キーゴンパ(Kee Monastery)

キー地区にあるチベット仏教施設「キーゴンパ」です。スピティの荒涼とした山肌に張り付くように建つこの光景を、訪問前にネットなどで何度か目にしていて「ここはぜひ行ってみたいなぁ」と思っていました。

キーゴンパをGoogleマップで見る

 

ゴンパの上までは車で行けないので途中から徒歩で上ります。看板には標高4116mの文字が・・・キツイ。

 

途中にいた男性が「綺麗な花が咲いてるから撮りなよ」と言うので言われるがままに一枚。

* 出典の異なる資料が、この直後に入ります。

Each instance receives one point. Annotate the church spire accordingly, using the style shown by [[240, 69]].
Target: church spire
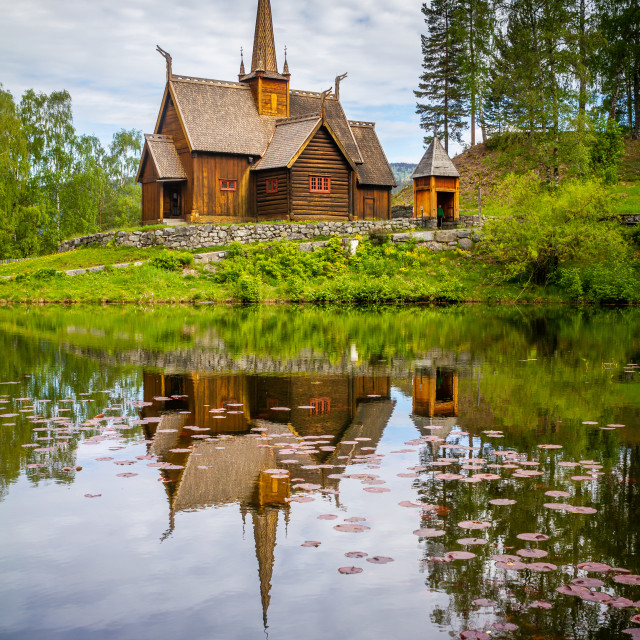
[[264, 48], [242, 71]]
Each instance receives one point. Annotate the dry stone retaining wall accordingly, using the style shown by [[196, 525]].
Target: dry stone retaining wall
[[208, 235]]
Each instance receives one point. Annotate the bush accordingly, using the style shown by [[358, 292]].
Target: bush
[[45, 273], [171, 261], [248, 289], [540, 230]]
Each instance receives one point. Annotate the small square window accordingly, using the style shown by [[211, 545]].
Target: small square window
[[272, 185], [319, 184], [228, 185]]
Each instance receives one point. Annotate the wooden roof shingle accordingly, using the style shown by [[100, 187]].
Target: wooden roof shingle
[[436, 162], [375, 169], [165, 157], [306, 102], [289, 137], [221, 117]]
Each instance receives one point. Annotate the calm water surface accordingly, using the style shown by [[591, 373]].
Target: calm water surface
[[208, 474]]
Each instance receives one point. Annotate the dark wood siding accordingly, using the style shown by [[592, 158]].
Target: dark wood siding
[[373, 201], [272, 206], [170, 125], [321, 157], [209, 200]]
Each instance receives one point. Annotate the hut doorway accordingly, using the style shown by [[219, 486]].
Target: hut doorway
[[172, 201], [446, 201]]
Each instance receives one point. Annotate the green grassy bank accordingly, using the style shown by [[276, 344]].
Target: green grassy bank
[[380, 273]]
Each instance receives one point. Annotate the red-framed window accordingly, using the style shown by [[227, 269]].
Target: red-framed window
[[321, 406], [228, 185], [272, 185], [319, 184]]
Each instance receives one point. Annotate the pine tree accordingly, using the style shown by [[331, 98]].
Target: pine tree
[[475, 21], [440, 91]]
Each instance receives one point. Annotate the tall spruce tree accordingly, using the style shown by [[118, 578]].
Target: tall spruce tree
[[475, 20], [440, 91]]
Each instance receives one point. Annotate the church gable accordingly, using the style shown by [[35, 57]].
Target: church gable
[[252, 149], [321, 180]]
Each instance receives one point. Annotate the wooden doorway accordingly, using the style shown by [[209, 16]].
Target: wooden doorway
[[446, 201], [369, 208], [173, 201]]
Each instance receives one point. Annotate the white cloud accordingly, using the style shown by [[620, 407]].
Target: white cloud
[[103, 53]]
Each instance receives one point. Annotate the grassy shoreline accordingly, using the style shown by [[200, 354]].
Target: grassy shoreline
[[275, 274]]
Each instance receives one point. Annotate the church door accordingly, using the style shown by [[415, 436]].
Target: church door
[[369, 208]]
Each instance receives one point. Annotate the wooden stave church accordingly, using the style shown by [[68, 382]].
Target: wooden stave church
[[255, 150]]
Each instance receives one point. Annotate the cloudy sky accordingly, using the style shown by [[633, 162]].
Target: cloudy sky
[[103, 53]]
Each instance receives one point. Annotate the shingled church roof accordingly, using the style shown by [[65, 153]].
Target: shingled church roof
[[436, 162], [221, 117], [375, 169], [165, 158], [305, 102], [289, 137]]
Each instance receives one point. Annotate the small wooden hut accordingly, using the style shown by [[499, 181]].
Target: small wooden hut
[[436, 183]]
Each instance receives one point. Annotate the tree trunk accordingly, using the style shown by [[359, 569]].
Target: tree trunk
[[582, 98], [636, 102], [616, 92], [474, 77]]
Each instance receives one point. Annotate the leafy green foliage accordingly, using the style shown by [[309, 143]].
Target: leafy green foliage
[[55, 183], [564, 236], [171, 261], [377, 274]]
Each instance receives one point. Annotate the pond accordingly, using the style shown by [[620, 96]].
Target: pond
[[284, 473]]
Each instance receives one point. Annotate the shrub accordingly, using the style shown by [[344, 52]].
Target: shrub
[[540, 230], [168, 261], [45, 273], [248, 289]]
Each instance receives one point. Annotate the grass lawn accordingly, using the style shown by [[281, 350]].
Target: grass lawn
[[79, 259], [625, 197], [469, 277]]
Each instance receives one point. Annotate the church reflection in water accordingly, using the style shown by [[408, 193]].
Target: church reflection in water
[[224, 435]]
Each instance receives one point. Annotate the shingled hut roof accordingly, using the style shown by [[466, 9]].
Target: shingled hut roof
[[435, 162], [165, 157], [221, 117], [375, 169]]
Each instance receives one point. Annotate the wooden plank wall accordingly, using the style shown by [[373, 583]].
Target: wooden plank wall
[[381, 202], [321, 157], [169, 125], [272, 206], [208, 199]]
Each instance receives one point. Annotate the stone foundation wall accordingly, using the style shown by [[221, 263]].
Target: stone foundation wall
[[208, 235]]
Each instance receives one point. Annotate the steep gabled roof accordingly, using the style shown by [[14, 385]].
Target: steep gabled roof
[[306, 102], [290, 139], [375, 169], [165, 158], [290, 136], [436, 162], [221, 117]]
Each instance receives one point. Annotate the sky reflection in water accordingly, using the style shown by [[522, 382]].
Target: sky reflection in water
[[205, 540]]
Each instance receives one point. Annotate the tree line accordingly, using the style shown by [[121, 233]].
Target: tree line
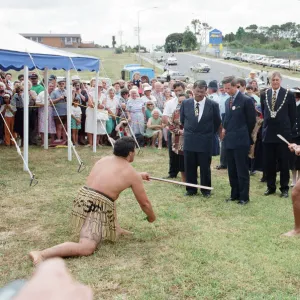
[[277, 37], [189, 39]]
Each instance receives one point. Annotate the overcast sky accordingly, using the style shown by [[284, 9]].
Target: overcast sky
[[98, 20]]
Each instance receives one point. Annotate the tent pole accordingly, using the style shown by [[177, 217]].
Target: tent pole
[[26, 113], [46, 109], [69, 104], [95, 114]]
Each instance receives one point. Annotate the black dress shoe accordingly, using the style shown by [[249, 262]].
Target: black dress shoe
[[231, 199], [269, 192], [284, 194], [206, 195], [243, 202], [187, 194], [220, 167]]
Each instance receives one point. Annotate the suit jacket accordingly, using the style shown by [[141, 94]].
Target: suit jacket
[[198, 136], [296, 128], [285, 119], [239, 122]]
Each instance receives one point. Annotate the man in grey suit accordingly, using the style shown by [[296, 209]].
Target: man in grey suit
[[201, 120]]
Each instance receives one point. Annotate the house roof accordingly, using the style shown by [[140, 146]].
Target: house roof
[[60, 35]]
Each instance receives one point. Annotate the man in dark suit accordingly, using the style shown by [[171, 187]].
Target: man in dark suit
[[279, 111], [238, 125], [201, 120]]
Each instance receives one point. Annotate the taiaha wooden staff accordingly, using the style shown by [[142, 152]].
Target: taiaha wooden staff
[[283, 139], [182, 183]]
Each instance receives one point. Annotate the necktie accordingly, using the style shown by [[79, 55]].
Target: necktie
[[273, 100], [230, 102], [197, 110]]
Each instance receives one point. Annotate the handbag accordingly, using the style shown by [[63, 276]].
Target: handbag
[[102, 115]]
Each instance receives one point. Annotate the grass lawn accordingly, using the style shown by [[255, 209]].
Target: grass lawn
[[197, 249]]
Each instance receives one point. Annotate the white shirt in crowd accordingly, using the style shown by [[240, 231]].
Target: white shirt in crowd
[[112, 104], [170, 107], [76, 111], [277, 91], [41, 98], [201, 108], [146, 99], [8, 113]]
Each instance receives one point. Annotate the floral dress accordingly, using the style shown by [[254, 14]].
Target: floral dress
[[136, 110]]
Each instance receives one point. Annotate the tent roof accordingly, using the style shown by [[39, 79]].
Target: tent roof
[[50, 35], [16, 52]]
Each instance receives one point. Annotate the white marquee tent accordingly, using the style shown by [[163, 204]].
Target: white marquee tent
[[18, 53]]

このピンクの花、荒涼としたスピティ谷のガレた地にあちこちで花を咲かせていました。

 

ようやく着きました。(ちょっとの距離なのに疲れた)

 

ゴンパは遠くで見ると大きなひとつの建物にも見えましたが、実際に来てみるとお堂や僧院などいくつもの宗教施設が集まった場所でした。

 

下を見ると段々に建物が連なっているのが見えます。

 

ゴンパはひとつの集落みたいな感じですね。

 

さっそく内部を見学。

 

チベット仏教寺院にまったく無知なので(たぶんここが勤行する場所なのかなぁ)とか、漠然と見学するだけになってしまってちょっと勿体なかったです。もっといろいろ勉強してくればよかった。

 

こちらでお茶をいただきました。チベット寺院に来ると必ずといっていいほどお茶をご馳走になります。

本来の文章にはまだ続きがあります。